Debate about the MOPR has focused mainly on whether state policies that pay clean energy resources for an environmental attribute (including through renewable energy credits (RECs) and zero emission credits (ZECs)) have detrimental effects on the capacity market and if, when, and how FERC may mitigate the effect of those policies.
At one extreme, some stakeholders argue that state environmental and energy policies lead to buyer-side market power with uncompetitive effects, and so those effects must be mitigated by requiring benefiting resources to offer at a minimum price. At the other end, PJM and others argue that as long as state actions are not preempted (that is, they don't exceed state authority or conflict with the Federal Power Act), their effects on the markets are irrelevant and they should not trigger an offer floor.
But both sides miss the mark. State externality payments are not exercises of buyer-side market power; therefore, buyer-side market power cannot be a valid justification for mitigation of state policies. However, whether a state policy is preempted is a different question than whether that policy inefficiently distorts FERC-jurisdictional wholesale rates and can be mitigated — preemption is not the right test for deciding whether economic mitigation is appropriate.
Conflating these issues complicates the conversations among stakeholders. It creates confusion around if and when FERC can mitigate inefficient outcomes in wholesale markets.
So, it is time for ISOs/RTOs, the commission and stakeholders to have a frank discussion about the issues facing the market and options for dealing with those issues. Inaccurately claiming states are using generation-based externality payments to exercise buyer-side market power obscures the problem, and demanding a preemption-based test obscures the available solutions.
From a legal perspective, there is no question that state policies, like RECs and ZECs, are valid and not preempted by federal law. But legally valid policies can be uneconomic — even purely rent seeking — and so harmful to the efficiency of market outcomes. Take, for instance, a dirty energy credit that pays resources for polluting. If and when policies are adopted that harm the efficiency of market outcomes, FERC must have authority to take action to protect competitive markets and ensure just and reasonable rates.
Using a legal standard for preemption as the trigger for mitigating an economic problem is confusing and inappropriate. It also has the potential to create more problems. What happens when FERC, relying on the language in the Supreme Court's decision in Hughes v. Talen that invalidated a Maryland subsidy for natural gas plants, finds a policy is conditioned on capacity market clearance for the purposes of mitigation, but a federal court using the same standard finds the policy is not preempted? What happens to auction results and to resources that were incorrectly mitigated and prevented from clearing in the auction?
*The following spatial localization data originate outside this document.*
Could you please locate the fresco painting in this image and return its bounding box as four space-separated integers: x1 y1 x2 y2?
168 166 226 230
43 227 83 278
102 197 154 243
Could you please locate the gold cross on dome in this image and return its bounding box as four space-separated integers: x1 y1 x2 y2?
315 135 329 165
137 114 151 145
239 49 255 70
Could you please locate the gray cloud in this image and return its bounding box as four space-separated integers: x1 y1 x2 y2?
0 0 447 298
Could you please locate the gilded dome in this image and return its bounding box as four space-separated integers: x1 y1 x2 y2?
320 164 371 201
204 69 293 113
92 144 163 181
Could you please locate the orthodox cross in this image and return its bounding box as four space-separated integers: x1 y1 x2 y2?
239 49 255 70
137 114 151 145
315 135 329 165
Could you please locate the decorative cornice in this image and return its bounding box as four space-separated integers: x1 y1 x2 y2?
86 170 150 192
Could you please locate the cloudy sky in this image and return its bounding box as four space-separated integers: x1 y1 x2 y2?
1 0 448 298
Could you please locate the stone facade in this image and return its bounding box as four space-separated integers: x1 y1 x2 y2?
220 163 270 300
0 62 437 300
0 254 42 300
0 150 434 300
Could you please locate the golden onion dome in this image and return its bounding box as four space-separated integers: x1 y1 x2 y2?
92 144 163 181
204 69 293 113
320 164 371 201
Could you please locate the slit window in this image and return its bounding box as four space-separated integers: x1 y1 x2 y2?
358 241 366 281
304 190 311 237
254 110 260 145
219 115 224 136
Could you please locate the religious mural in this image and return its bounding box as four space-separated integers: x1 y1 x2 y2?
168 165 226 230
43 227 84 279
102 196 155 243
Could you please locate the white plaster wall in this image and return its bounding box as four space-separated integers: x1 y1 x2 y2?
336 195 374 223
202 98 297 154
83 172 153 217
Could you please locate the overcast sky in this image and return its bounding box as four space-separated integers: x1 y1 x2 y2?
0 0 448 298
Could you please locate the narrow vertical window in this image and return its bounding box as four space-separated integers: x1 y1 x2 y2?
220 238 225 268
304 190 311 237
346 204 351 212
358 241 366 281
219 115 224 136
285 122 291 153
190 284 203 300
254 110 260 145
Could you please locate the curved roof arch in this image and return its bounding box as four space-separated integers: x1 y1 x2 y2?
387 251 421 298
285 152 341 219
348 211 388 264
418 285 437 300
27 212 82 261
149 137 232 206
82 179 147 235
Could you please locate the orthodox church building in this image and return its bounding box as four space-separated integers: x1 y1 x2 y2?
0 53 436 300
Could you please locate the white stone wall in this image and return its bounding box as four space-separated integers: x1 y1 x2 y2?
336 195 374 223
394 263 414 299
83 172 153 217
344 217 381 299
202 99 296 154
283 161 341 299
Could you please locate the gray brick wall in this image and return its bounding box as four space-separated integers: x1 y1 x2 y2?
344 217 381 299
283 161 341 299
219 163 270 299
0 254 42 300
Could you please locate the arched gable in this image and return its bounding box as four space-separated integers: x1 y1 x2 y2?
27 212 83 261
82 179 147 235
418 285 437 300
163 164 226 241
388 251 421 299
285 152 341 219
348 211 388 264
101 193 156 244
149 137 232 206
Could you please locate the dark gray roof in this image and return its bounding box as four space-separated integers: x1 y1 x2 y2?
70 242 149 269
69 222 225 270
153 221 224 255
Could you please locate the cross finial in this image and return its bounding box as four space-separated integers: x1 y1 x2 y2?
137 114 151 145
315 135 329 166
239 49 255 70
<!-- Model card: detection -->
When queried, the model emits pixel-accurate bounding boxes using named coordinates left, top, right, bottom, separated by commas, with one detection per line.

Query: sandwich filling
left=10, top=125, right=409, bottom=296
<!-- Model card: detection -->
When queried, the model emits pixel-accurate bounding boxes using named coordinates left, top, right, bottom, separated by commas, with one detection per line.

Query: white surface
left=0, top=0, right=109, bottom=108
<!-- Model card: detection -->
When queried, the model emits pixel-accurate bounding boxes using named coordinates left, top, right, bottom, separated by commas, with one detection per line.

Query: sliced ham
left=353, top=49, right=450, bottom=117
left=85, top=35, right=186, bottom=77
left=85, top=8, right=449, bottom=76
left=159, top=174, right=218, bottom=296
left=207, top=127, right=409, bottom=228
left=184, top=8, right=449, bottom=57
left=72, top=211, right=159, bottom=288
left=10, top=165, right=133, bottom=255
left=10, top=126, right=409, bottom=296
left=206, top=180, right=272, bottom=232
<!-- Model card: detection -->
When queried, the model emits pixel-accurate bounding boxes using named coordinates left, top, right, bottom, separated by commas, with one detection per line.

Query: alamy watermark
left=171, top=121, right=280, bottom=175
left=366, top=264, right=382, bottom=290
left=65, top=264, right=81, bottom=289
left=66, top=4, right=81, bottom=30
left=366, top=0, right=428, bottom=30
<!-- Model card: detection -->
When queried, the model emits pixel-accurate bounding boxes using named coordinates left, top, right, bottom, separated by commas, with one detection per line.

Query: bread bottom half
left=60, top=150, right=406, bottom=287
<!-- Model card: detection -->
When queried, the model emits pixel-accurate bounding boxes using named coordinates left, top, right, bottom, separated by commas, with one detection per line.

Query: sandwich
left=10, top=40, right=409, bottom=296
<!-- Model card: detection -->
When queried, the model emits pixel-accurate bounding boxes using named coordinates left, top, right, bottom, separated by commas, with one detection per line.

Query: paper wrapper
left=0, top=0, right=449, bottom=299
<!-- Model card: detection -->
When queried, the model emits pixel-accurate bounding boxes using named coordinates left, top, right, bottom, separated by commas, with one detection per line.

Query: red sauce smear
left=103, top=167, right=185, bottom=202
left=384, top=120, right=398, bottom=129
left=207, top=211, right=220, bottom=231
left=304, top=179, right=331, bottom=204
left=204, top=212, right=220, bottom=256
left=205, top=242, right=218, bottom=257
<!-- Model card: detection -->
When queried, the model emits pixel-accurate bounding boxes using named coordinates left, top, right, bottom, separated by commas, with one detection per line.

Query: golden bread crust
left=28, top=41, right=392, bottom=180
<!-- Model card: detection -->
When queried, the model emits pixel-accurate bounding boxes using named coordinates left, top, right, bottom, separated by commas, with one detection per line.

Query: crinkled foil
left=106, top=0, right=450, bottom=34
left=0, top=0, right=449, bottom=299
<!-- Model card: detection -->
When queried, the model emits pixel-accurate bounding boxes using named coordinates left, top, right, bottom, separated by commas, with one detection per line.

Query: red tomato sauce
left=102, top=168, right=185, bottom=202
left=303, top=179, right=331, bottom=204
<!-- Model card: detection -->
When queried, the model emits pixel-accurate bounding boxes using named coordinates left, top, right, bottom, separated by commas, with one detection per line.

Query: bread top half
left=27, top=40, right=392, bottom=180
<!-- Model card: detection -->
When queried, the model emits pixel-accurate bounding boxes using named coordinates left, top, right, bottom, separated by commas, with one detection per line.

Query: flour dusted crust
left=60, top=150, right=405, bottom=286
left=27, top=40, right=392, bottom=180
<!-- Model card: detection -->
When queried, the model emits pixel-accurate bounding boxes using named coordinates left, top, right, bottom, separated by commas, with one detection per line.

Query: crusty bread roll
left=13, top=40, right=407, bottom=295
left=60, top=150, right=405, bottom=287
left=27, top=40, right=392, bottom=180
From an economic perspective, state externality payments tend to correct the inefficiencies in FERC-jurisdictional markets that are caused by greenhouse gas emissions and other pollutants, and hence improve the economic efficiency of the outcomes in FERC-jurisdictional markets. Therefore, for current state policies, economic efficiency concerns are not sufficient to justify mitigation.
Furthermore, regardless of how, or even if, generation-based payments like RECs and ZECs affect the capacity market, these policies are not exercises of buyer-side market power as many continue to assume. States' policies concern the purchase of environmental attributes, not capacity; their policies are simply not exercises of buyer-side market power in capacity markets. Therefore, market power concerns cannot justify mitigation either.
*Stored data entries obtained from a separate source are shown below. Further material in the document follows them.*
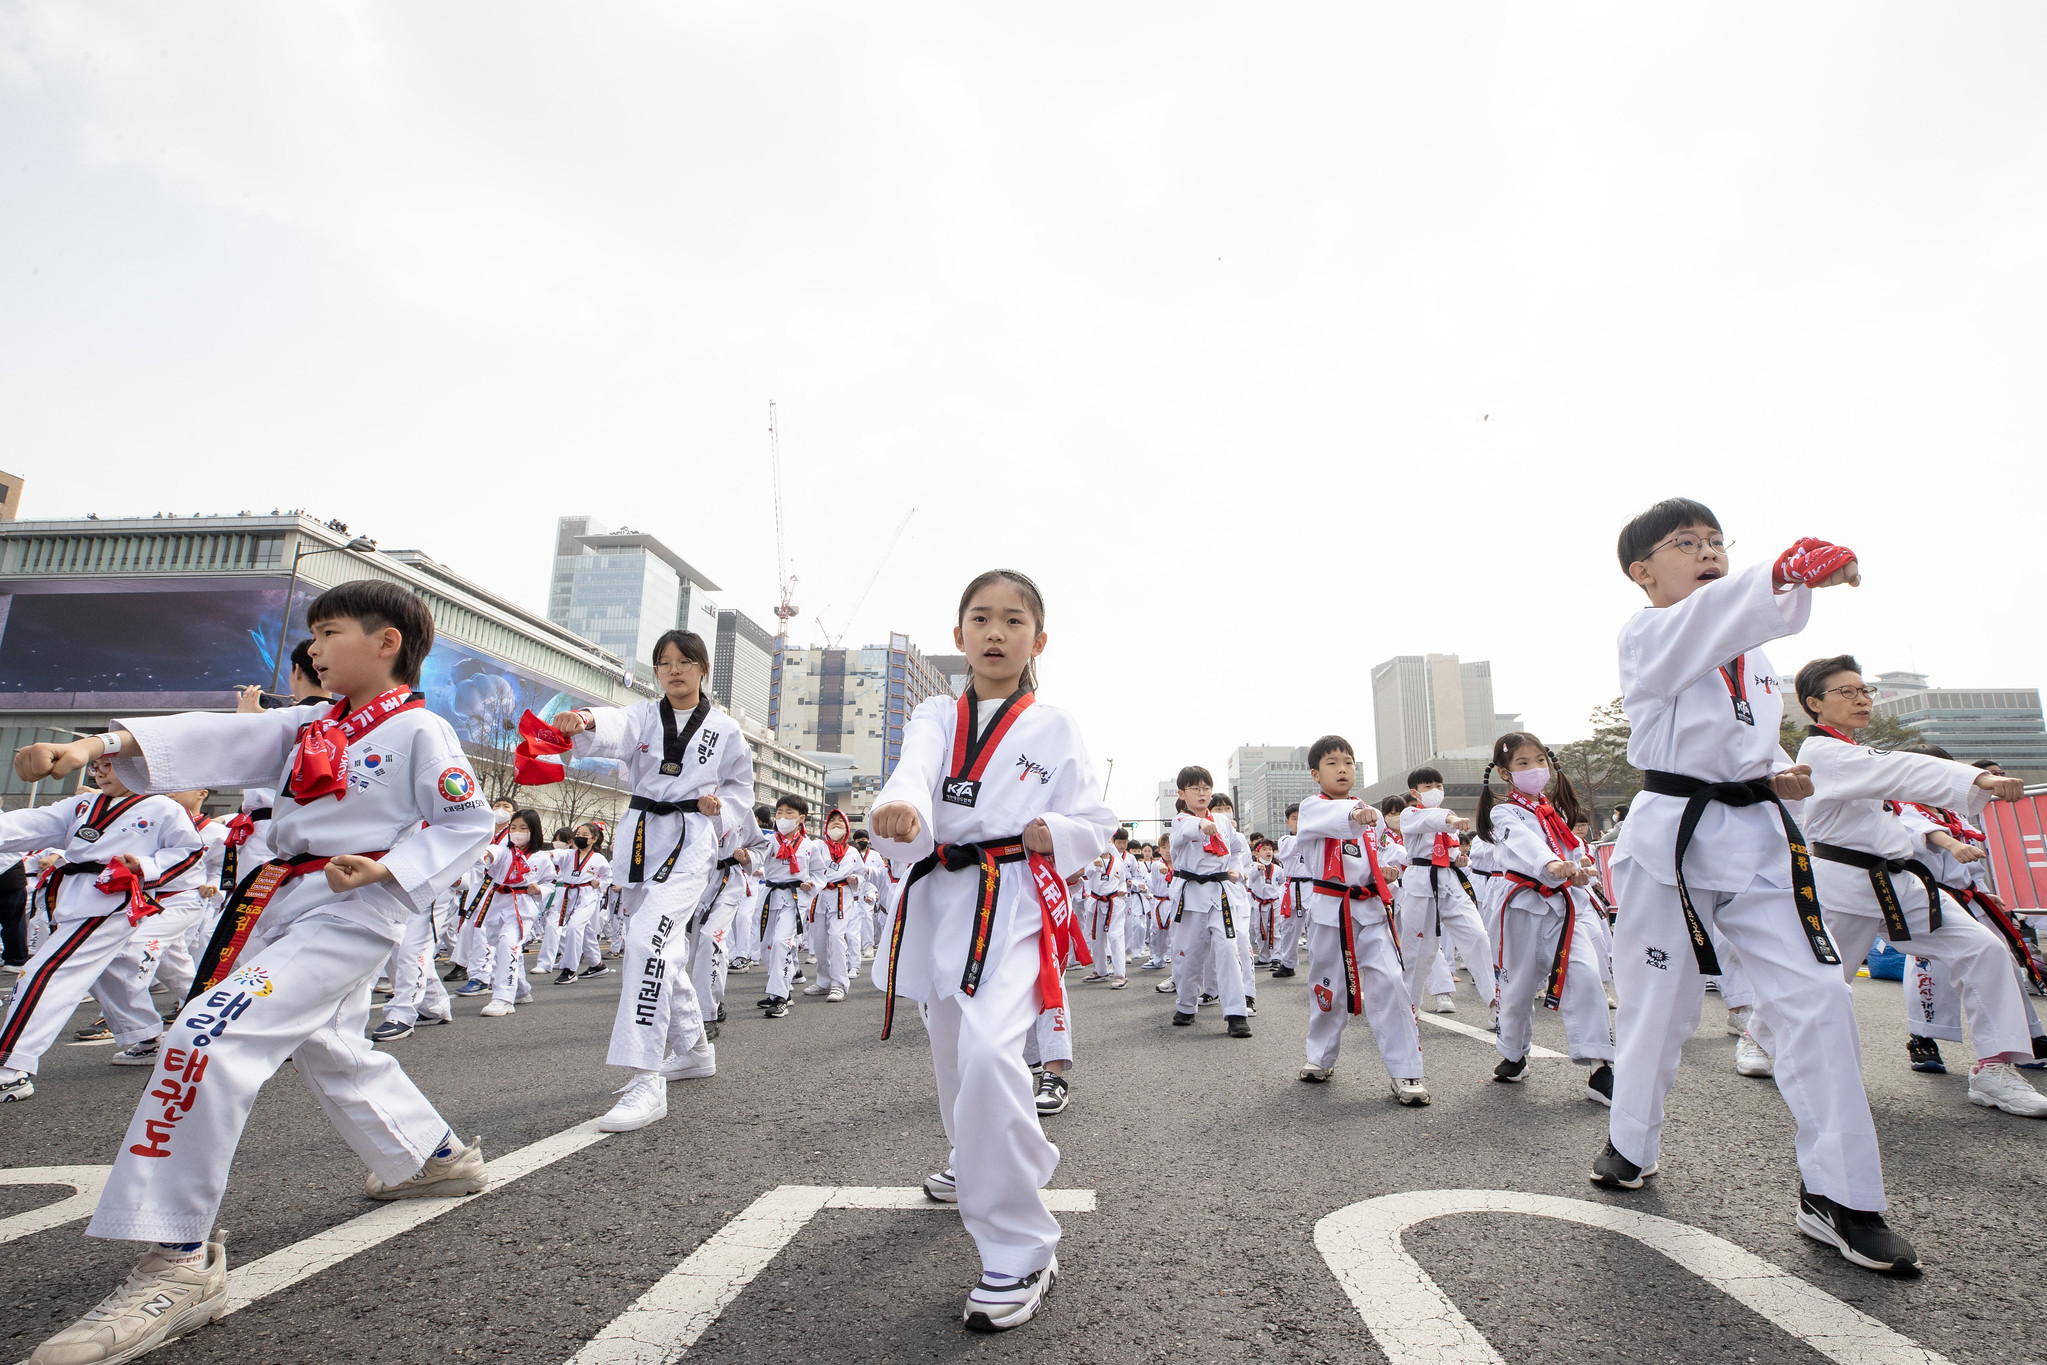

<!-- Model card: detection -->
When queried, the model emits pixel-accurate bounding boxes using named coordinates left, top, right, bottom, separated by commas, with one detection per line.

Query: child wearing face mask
left=1479, top=734, right=1614, bottom=1105
left=469, top=808, right=554, bottom=1017
left=1246, top=837, right=1286, bottom=968
left=549, top=823, right=614, bottom=986
left=758, top=797, right=823, bottom=1017
left=805, top=808, right=863, bottom=1003
left=1398, top=768, right=1496, bottom=1016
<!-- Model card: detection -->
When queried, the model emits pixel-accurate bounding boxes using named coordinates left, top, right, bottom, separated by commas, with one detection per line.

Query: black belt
left=882, top=837, right=1028, bottom=1039
left=1938, top=882, right=2046, bottom=990
left=1172, top=870, right=1235, bottom=937
left=1640, top=770, right=1837, bottom=973
left=760, top=879, right=803, bottom=936
left=1813, top=842, right=1940, bottom=944
left=625, top=795, right=695, bottom=884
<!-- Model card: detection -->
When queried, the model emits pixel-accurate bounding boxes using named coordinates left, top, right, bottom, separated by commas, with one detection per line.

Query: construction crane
left=768, top=401, right=799, bottom=637
left=816, top=507, right=915, bottom=648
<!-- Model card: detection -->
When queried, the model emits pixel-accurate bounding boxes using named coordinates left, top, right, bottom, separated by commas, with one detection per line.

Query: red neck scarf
left=823, top=814, right=850, bottom=863
left=1893, top=801, right=1984, bottom=844
left=1191, top=810, right=1228, bottom=857
left=1811, top=723, right=1857, bottom=744
left=1507, top=790, right=1581, bottom=859
left=774, top=830, right=804, bottom=875
left=503, top=842, right=531, bottom=885
left=289, top=685, right=425, bottom=803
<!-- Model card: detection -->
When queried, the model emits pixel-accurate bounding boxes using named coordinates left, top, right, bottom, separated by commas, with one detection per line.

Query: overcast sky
left=5, top=3, right=2043, bottom=819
Instead, if FERC must mitigate the effect of state policies to protect competitive markets, it should do so using narrowly tailored rules and only where it has demonstrated with substantial evidence that the payment, when factored into an offer, harms the efficiency market. The Expanded MOPR never met either requirement and should be eliminated.
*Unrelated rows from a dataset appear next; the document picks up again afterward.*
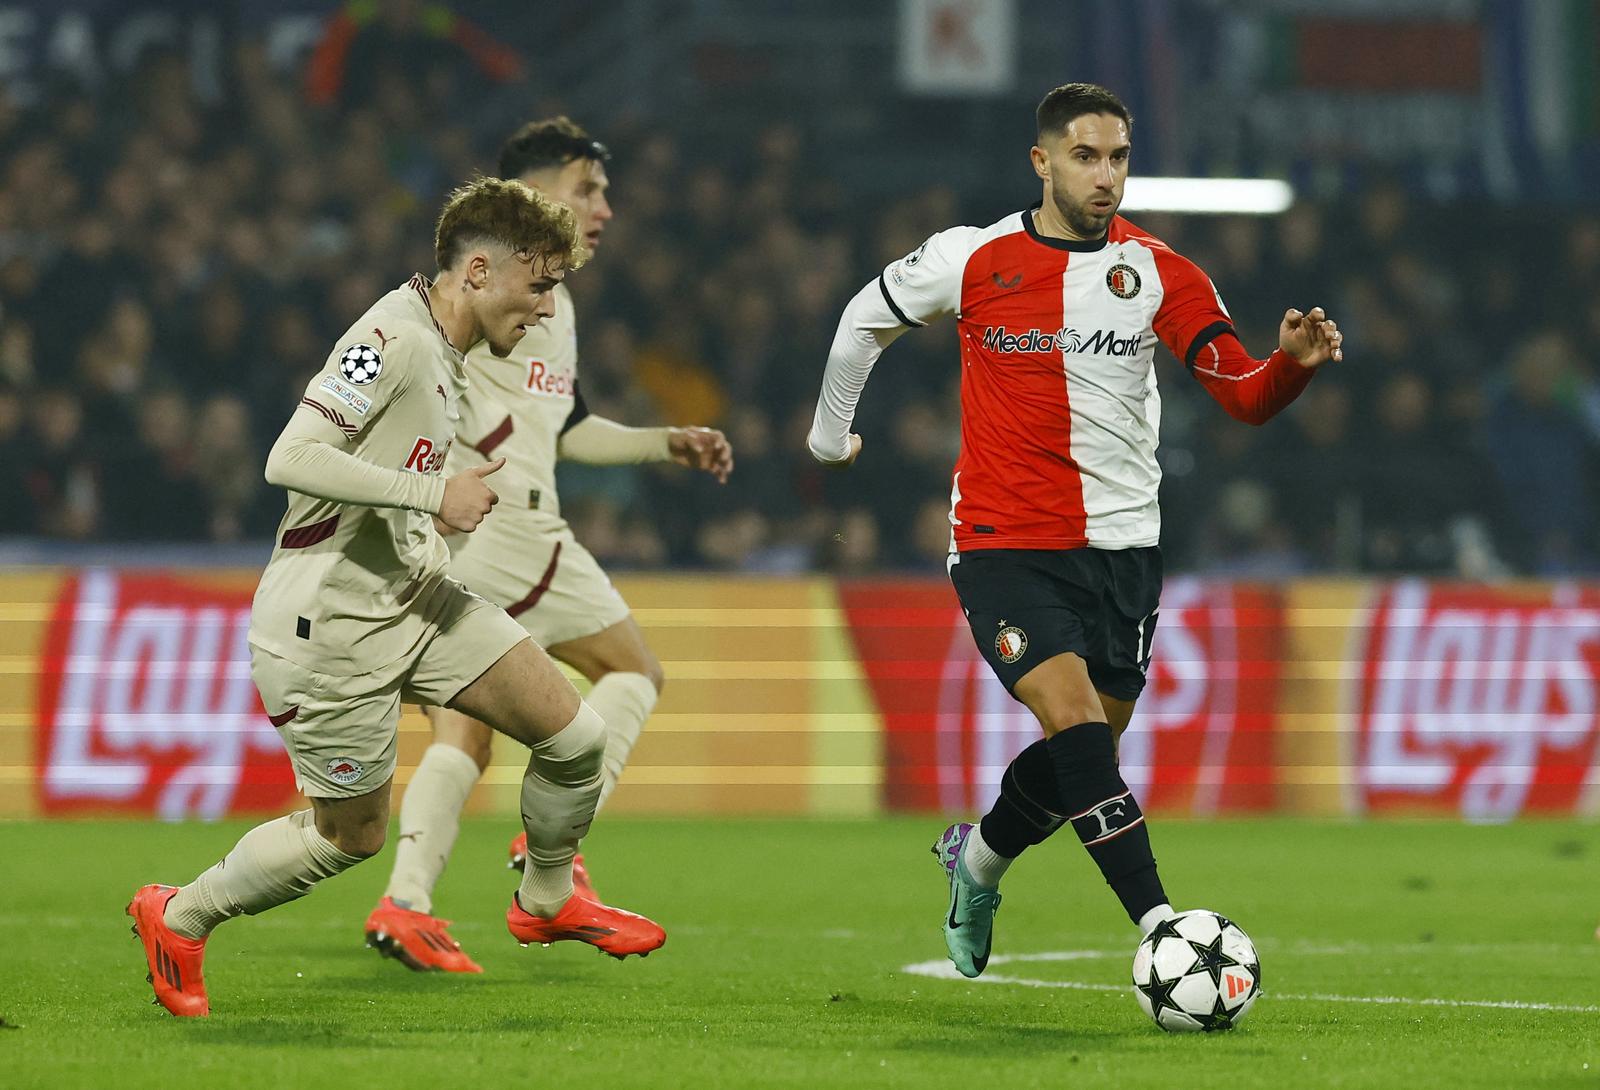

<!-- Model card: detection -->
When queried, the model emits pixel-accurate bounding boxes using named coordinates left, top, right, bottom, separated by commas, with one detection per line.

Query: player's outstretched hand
left=816, top=433, right=864, bottom=469
left=669, top=426, right=734, bottom=483
left=438, top=457, right=504, bottom=532
left=1279, top=306, right=1344, bottom=368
Going forward, FERC should be judicious when applying mitigation measures to state policies and should consider tools beyond the MOPR. Multiple tests are available to assess whether payments are increasing or threatening competition and economic efficiency. FERC should use them. Importantly, those tests are grounded in rigorous economic analysis, rather than rhetoric about state subsidies, buyer-side market power and preemption.
Conflating economic problems has led the commission to implement inappropriately broad rules without grounding its decisions in rigorous economic analysis. The Expanded MOPR was based on a faulty premise and unsupported by economic theory. Ending the snipe hunt for state exercises of market power in capacity markets is a critical first step toward empowering stakeholders to craft durable economic solutions that allow markets to work.